Twenty locally owned stores — ranging from boutiques to jewelry stores to gift shops — line the brick streets of Oxford’s historic business district, drawing locals, visitors and students from nearby Miami University.

The Apple Tree, a boutique that offers clothing, accessories and gifts, has called the district home since 1979. The store caters primarily to students, but co-owner Cheri Corcoran’s one-stop shop aims to serve everyone.

“In a town this small, the number of businesses is limited,” says employee Lisa Wespiser, who serves as the store’s buyer. “It’s nice to be able to do everything right in one spot.”

Juniper and BlueTique Cheap Chic offer affordable and trendy women’s clothing, Bill’s Art Store stocks supplies for artists of all types, and Bird House Antiques sells collectibles and other gift items. Mac & Joe’s is the city’s oldest continuously operating tavern, and it is just one of the bars and restaurants that offer nightlife and dining options to complement the daytime shopping experience.

The second and third floors of the buildings in this three-block district are home to student and residential housing as well as city offices and the local chamber of commerce. The park located in the center of the district was once used as a grazing station for horses. It’s now home to a weekly farmers market and serves as a community gathering place for events and festivals.  

“It’s a pretty vibrant spot,” says Jessica Greene, executive director of the Oxford Visitors Bureau. “It’s a really strong mix of students, locals and visitors. It’s really the hub of all things that go on in Oxford.” Park located at the corner of High and Main streets, Oxford 45056,

Ohio Valley Antique Mall

Collectibles, books, vintage clothing and furniture are just the beginning of what shoppers discover at the Cincinnati area’s largest multidealer antique store.
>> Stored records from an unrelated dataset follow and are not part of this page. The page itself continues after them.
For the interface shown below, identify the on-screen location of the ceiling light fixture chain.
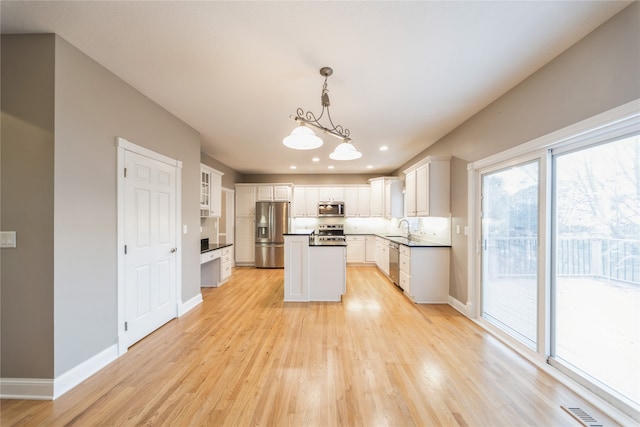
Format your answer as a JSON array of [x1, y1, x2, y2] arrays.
[[292, 67, 351, 142], [282, 67, 362, 160]]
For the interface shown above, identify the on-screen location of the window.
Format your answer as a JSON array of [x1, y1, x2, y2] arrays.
[[481, 161, 539, 349], [468, 100, 640, 421], [551, 136, 640, 414]]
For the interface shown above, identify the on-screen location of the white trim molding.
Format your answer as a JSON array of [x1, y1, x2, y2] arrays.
[[0, 345, 118, 400], [449, 295, 473, 319], [178, 292, 202, 317]]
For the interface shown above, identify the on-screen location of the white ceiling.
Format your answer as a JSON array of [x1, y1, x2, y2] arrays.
[[0, 0, 630, 174]]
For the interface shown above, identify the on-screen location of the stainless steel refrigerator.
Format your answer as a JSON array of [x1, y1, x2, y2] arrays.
[[255, 202, 291, 268]]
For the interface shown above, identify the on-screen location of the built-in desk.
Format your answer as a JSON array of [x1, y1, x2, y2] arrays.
[[200, 243, 233, 288]]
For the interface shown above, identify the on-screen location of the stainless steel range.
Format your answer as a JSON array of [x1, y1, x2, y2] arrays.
[[317, 224, 345, 243]]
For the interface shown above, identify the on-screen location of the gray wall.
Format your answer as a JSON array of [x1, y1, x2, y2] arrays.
[[200, 153, 242, 190], [0, 36, 200, 378], [54, 37, 200, 376], [396, 2, 640, 302], [0, 35, 54, 378]]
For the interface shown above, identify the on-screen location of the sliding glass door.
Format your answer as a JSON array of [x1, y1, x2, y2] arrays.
[[551, 136, 640, 408], [481, 160, 540, 349]]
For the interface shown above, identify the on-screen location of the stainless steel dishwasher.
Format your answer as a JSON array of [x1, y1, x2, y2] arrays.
[[389, 242, 400, 285]]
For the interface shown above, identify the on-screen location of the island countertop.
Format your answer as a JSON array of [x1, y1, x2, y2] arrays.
[[200, 243, 233, 254], [376, 234, 451, 248]]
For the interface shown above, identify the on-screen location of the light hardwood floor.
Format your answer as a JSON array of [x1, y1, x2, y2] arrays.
[[0, 267, 615, 427]]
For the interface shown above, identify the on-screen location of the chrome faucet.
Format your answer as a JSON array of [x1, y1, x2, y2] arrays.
[[398, 218, 410, 237]]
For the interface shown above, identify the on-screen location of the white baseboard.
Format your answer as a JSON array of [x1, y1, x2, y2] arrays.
[[0, 345, 118, 400], [0, 378, 54, 400], [449, 295, 473, 319], [178, 292, 202, 317]]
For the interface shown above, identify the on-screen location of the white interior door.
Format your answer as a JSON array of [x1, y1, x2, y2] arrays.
[[123, 151, 177, 347]]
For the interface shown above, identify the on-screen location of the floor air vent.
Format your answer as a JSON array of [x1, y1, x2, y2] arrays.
[[560, 405, 604, 427]]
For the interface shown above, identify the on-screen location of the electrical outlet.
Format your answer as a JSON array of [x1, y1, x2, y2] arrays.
[[0, 231, 16, 248]]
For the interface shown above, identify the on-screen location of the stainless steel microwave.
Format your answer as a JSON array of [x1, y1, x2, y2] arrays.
[[318, 202, 344, 216]]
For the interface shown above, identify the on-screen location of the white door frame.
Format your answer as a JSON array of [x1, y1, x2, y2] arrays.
[[116, 137, 182, 356]]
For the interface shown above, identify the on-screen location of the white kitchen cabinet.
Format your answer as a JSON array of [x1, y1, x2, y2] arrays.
[[234, 184, 256, 265], [384, 179, 404, 218], [369, 178, 384, 217], [200, 164, 224, 218], [284, 234, 347, 302], [404, 156, 451, 217], [344, 185, 371, 217], [200, 246, 233, 287], [256, 184, 292, 202], [293, 186, 318, 218], [200, 165, 211, 216], [318, 187, 344, 202], [234, 216, 256, 265], [369, 177, 404, 218], [220, 246, 233, 283], [364, 235, 376, 264], [346, 236, 365, 264], [376, 237, 389, 276], [399, 245, 450, 304], [404, 169, 418, 216]]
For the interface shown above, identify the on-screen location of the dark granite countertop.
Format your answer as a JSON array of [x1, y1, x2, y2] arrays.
[[200, 243, 233, 254], [376, 234, 451, 248]]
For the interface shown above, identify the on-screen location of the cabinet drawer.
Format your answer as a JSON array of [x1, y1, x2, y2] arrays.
[[220, 262, 231, 280], [399, 254, 411, 274], [400, 271, 411, 293], [200, 250, 220, 264]]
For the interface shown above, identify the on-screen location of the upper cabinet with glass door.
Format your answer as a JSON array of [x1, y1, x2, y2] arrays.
[[200, 164, 224, 218]]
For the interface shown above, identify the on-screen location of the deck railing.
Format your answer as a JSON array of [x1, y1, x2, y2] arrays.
[[487, 237, 640, 285]]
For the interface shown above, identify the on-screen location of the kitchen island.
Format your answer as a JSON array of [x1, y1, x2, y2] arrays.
[[284, 232, 347, 302]]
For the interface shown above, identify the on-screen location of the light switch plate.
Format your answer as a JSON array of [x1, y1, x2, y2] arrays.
[[0, 231, 16, 248]]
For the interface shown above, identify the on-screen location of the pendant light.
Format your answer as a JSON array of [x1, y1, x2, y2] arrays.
[[282, 67, 362, 160], [282, 123, 322, 150]]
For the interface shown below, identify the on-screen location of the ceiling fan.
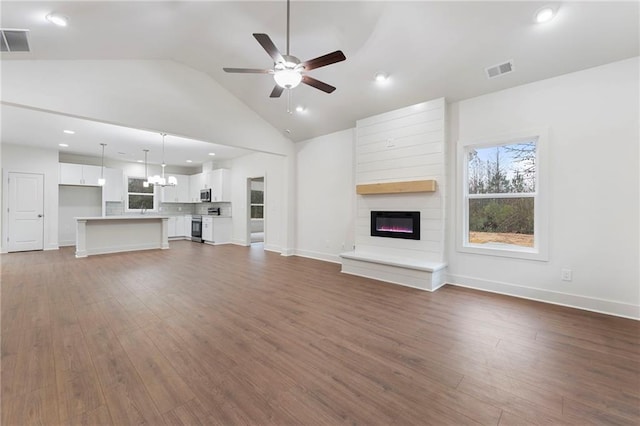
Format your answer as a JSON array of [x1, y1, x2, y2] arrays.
[[223, 0, 347, 98]]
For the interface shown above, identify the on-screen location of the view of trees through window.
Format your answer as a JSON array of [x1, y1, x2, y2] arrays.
[[467, 141, 536, 247], [127, 177, 153, 210]]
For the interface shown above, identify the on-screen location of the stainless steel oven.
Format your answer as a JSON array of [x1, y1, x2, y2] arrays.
[[191, 215, 203, 243]]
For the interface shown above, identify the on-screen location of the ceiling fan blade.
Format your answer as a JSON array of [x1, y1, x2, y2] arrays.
[[269, 84, 284, 98], [300, 50, 347, 71], [253, 33, 284, 63], [222, 68, 273, 74], [302, 75, 336, 93]]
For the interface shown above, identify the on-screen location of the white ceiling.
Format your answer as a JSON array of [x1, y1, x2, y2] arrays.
[[0, 104, 251, 168], [0, 0, 639, 165]]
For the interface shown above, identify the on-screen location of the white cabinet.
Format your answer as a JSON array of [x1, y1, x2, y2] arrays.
[[160, 175, 191, 203], [58, 163, 101, 186], [182, 215, 191, 238], [189, 173, 204, 203], [202, 216, 214, 243], [102, 168, 124, 201], [167, 216, 185, 238], [167, 216, 176, 238], [176, 216, 185, 237], [213, 217, 232, 244], [205, 169, 231, 201]]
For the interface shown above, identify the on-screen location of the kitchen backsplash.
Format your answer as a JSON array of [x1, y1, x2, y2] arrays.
[[158, 203, 194, 215]]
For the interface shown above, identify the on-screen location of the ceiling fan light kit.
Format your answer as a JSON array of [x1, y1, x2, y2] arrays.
[[223, 0, 347, 102], [273, 68, 302, 89]]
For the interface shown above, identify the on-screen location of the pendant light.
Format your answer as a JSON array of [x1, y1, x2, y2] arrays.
[[142, 149, 151, 188], [148, 133, 178, 187], [98, 143, 107, 186]]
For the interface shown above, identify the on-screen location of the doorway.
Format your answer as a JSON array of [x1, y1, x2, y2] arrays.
[[247, 176, 265, 246], [7, 172, 44, 252]]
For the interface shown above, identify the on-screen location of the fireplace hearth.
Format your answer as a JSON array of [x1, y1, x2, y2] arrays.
[[371, 211, 420, 240]]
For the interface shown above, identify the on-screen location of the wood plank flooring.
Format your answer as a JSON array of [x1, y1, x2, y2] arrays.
[[0, 241, 640, 426]]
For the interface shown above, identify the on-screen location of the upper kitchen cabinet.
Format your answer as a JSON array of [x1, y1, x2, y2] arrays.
[[189, 173, 204, 203], [58, 163, 101, 186], [102, 167, 124, 201], [206, 169, 231, 202], [160, 174, 192, 203]]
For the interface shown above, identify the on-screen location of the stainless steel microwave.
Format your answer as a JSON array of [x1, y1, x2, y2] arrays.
[[200, 188, 211, 203]]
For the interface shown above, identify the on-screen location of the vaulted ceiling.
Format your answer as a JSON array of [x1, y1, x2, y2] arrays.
[[0, 0, 639, 165]]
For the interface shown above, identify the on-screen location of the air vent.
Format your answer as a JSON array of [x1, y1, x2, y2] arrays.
[[0, 29, 30, 52], [485, 60, 513, 78]]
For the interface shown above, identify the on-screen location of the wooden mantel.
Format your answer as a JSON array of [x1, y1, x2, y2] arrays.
[[356, 179, 436, 195]]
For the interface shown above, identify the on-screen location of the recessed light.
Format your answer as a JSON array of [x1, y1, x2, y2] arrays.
[[374, 71, 389, 83], [46, 13, 69, 27], [535, 6, 556, 24]]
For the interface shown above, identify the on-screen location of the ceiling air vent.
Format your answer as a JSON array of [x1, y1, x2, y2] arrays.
[[0, 29, 30, 52], [485, 59, 513, 78]]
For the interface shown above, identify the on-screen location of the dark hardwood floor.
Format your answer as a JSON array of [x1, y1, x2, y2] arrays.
[[0, 241, 640, 426]]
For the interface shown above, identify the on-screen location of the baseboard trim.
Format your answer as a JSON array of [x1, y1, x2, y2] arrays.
[[445, 274, 640, 320], [294, 250, 341, 264]]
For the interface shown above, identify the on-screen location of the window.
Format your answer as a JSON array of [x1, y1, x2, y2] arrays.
[[458, 132, 547, 260], [127, 177, 154, 210]]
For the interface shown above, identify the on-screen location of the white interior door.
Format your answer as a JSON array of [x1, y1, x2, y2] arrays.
[[7, 173, 44, 251]]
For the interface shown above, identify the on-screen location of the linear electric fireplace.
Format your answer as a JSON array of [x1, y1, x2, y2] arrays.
[[371, 211, 420, 240]]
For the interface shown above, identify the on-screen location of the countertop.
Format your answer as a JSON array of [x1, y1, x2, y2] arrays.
[[75, 214, 169, 220]]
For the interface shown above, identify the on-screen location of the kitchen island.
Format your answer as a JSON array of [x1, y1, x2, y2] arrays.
[[76, 215, 169, 257]]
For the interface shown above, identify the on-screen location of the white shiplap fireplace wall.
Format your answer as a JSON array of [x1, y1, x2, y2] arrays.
[[341, 98, 447, 291]]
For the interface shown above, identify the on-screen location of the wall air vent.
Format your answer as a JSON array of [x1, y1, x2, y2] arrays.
[[484, 59, 513, 78], [0, 29, 30, 52]]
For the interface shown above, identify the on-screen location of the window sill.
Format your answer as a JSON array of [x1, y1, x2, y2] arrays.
[[458, 244, 549, 262]]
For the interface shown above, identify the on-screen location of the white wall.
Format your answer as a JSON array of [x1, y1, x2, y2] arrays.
[[58, 185, 102, 246], [295, 129, 355, 263], [227, 153, 294, 254], [0, 144, 58, 252], [355, 98, 447, 262], [447, 58, 640, 318], [2, 60, 292, 155]]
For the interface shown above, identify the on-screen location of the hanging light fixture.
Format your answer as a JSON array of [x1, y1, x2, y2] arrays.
[[147, 133, 178, 187], [98, 143, 107, 186], [142, 149, 151, 188]]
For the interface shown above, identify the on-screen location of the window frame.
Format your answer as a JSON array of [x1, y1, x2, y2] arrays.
[[456, 128, 549, 261], [124, 176, 158, 212]]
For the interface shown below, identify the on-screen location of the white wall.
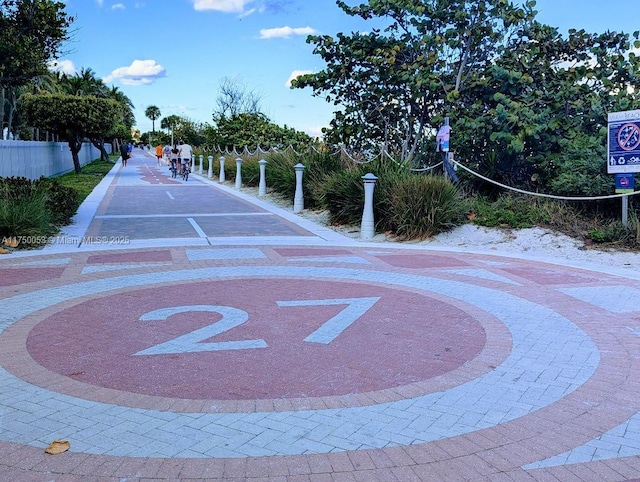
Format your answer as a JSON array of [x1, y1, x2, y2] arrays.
[[0, 140, 111, 179]]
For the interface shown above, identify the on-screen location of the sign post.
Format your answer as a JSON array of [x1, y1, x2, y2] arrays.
[[607, 110, 640, 226]]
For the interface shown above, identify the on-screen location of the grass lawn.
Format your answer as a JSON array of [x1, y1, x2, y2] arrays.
[[56, 155, 119, 205]]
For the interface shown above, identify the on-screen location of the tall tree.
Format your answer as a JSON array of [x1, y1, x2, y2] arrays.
[[144, 105, 161, 142], [160, 114, 183, 145], [22, 94, 122, 173], [0, 0, 74, 138], [292, 0, 640, 196], [213, 77, 261, 122], [292, 0, 526, 158], [58, 68, 135, 161]]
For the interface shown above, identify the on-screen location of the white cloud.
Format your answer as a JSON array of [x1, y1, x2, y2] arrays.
[[48, 60, 78, 75], [192, 0, 253, 13], [285, 70, 313, 87], [104, 60, 167, 85], [260, 27, 316, 39]]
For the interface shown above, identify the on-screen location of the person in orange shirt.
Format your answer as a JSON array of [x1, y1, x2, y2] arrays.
[[156, 144, 163, 166]]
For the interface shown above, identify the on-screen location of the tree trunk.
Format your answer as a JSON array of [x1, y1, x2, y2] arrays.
[[91, 139, 109, 162], [69, 139, 82, 174]]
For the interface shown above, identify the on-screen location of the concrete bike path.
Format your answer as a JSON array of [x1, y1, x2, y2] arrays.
[[0, 150, 640, 481]]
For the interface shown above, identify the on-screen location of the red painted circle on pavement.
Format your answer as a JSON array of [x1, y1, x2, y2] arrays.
[[27, 279, 485, 400]]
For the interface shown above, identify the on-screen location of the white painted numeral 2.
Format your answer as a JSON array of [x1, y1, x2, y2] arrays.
[[135, 297, 380, 355]]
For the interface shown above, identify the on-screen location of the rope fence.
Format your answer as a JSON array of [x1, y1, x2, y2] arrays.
[[201, 145, 640, 201]]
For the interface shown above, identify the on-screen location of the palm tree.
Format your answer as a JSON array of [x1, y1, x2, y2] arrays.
[[144, 105, 160, 144], [160, 114, 182, 146]]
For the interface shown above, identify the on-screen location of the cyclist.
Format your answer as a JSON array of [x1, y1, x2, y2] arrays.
[[178, 139, 193, 174], [169, 146, 180, 177]]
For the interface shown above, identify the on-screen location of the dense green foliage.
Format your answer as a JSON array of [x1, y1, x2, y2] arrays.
[[0, 177, 78, 247], [22, 94, 122, 173], [292, 0, 640, 200]]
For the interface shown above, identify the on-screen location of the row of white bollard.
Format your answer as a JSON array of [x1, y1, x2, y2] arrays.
[[191, 155, 378, 239]]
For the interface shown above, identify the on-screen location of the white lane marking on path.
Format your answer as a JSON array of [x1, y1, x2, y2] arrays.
[[187, 218, 207, 238], [0, 266, 600, 458]]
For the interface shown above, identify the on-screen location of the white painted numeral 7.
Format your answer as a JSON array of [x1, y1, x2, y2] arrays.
[[134, 297, 380, 355], [278, 297, 380, 344]]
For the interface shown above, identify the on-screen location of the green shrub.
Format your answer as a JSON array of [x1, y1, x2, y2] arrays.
[[35, 178, 80, 226], [587, 221, 628, 243], [0, 178, 56, 247], [322, 160, 467, 240], [472, 194, 550, 229], [385, 175, 467, 240], [319, 169, 364, 225]]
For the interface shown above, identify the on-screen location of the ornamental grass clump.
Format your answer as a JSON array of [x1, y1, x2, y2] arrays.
[[379, 174, 467, 241]]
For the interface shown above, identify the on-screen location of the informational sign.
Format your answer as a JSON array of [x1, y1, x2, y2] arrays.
[[616, 173, 635, 194], [607, 110, 640, 174]]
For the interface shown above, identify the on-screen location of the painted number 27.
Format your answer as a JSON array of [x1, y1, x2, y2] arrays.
[[135, 297, 380, 355]]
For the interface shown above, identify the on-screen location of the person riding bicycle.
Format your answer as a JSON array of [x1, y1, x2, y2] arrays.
[[178, 139, 193, 174], [169, 146, 180, 177]]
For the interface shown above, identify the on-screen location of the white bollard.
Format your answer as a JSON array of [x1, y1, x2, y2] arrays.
[[360, 173, 378, 239], [258, 159, 267, 196], [236, 157, 242, 189], [218, 156, 226, 182], [293, 163, 304, 213]]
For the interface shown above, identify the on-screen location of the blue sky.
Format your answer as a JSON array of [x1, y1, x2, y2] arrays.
[[53, 0, 640, 135]]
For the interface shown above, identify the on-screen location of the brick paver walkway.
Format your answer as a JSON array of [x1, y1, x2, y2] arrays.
[[0, 152, 640, 481]]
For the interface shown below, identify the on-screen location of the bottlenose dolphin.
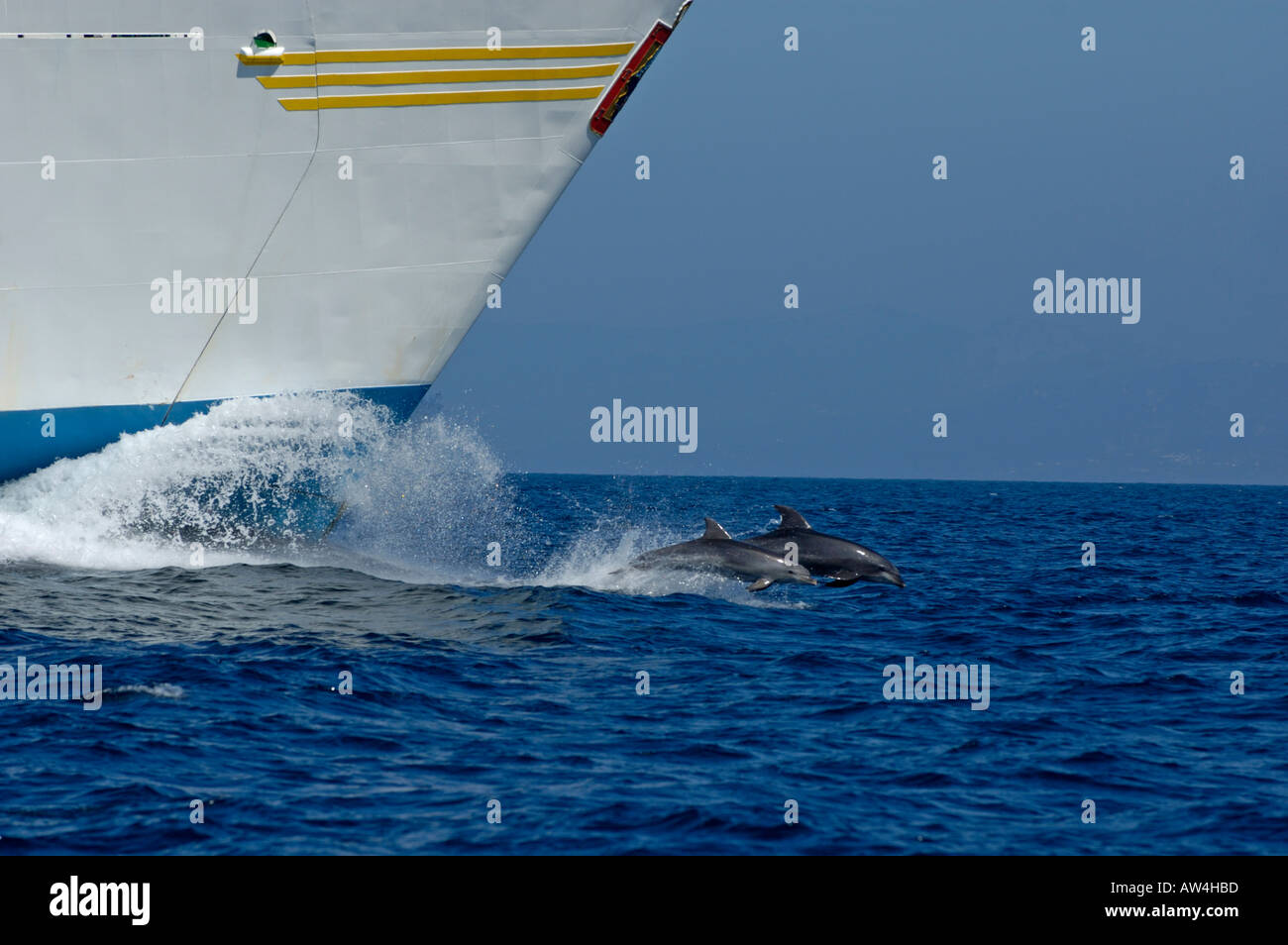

This shopping destination features more than 450 vendors within its 65,000 square feet.  

“People usually feel overwhelmed when they walk through the door because they don’t expect it to be as big as it is,” says owner Paula Faxon.

Maps are available to help visitors, and each aisle is marked with a street name to ease navigation. New items can be found in the design decor section near the back. But exploring brings rewards and fun discoveries, such as dealers that have antiques dating back to the late 1700s.